Sunday, July 3, 2011

More than Perfect

Last blog I spoke briefly about Less than Zero. Writing about it made me realize how much I love the novel, and how, after reading it six or seven times in three years, more than two years have passed since my last read. That’s mostly due to my friend borrowing my mangled copy filled with my own highlights and notes. So today, for a few reasons—stop worrying!—I went out to purchase Less than Zero.

At risk of sounding melodramatic, touching the book gave me chills. It was like finding your soulmate—something I very much believe in—being separated from her for too long, and then finally reunited in a blissful moment of ecstasy that you only hope can last forever.

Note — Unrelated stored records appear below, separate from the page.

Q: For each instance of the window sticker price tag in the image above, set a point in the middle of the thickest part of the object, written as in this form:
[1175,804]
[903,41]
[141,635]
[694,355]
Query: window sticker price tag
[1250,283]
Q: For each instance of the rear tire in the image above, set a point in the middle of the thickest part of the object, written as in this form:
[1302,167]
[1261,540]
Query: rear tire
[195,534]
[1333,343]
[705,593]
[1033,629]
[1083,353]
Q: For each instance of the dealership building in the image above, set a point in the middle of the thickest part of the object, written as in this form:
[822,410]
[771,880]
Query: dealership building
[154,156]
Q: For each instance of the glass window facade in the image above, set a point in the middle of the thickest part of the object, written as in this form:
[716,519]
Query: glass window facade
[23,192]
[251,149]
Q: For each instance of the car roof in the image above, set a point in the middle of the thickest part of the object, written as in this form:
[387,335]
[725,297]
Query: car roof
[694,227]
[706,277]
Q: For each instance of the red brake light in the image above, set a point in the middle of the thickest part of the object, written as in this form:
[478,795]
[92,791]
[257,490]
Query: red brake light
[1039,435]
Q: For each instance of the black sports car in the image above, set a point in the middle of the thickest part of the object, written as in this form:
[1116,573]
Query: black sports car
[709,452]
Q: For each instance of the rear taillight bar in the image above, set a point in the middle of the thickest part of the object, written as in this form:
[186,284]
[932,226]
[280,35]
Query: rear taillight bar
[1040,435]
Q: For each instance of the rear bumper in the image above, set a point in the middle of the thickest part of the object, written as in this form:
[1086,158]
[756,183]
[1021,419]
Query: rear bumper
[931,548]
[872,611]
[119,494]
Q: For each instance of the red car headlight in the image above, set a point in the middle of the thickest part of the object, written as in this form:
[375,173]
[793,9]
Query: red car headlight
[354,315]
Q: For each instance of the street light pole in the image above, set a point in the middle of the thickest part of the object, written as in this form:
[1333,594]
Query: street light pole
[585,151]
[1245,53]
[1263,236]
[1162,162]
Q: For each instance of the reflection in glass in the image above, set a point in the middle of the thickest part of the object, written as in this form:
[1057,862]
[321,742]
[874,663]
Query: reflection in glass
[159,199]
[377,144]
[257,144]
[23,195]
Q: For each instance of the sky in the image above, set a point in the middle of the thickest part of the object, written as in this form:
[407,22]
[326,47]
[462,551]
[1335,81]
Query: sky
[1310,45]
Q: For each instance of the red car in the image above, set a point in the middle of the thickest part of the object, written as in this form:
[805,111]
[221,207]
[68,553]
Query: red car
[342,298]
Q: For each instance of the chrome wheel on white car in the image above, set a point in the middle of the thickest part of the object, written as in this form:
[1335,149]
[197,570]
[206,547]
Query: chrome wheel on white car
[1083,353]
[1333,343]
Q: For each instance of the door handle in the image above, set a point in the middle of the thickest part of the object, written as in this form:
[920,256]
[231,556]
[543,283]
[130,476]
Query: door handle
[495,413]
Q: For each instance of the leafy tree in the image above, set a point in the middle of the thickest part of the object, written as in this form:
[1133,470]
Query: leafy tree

Okay, so maybe the moment was not that awesome, but it was nevertheless great.

 I first read Less than Zero during freshman year of college, what seems like too long ago. At that point I was undeclared, confused and scared, and had little idea what the fuck I was doing with my life—now I at least know what I’m doing even if I’m failing. So I read the novel for a class, and gods, it hit me so hard. Profoundly. A fist to the face. It left me dumbfounded, depressed, disturbed, amazed, haunted, and more adjectives I rather not list. Finishing Less than Zero, I decided then that I needed to be an author. Something snapped, or clicked, inside me, and later that winter I began serious writing. I found something so impactful that I could not stop thinking about it. The novel gripped me so much that I immediately began reading it again, and then two weeks later, again.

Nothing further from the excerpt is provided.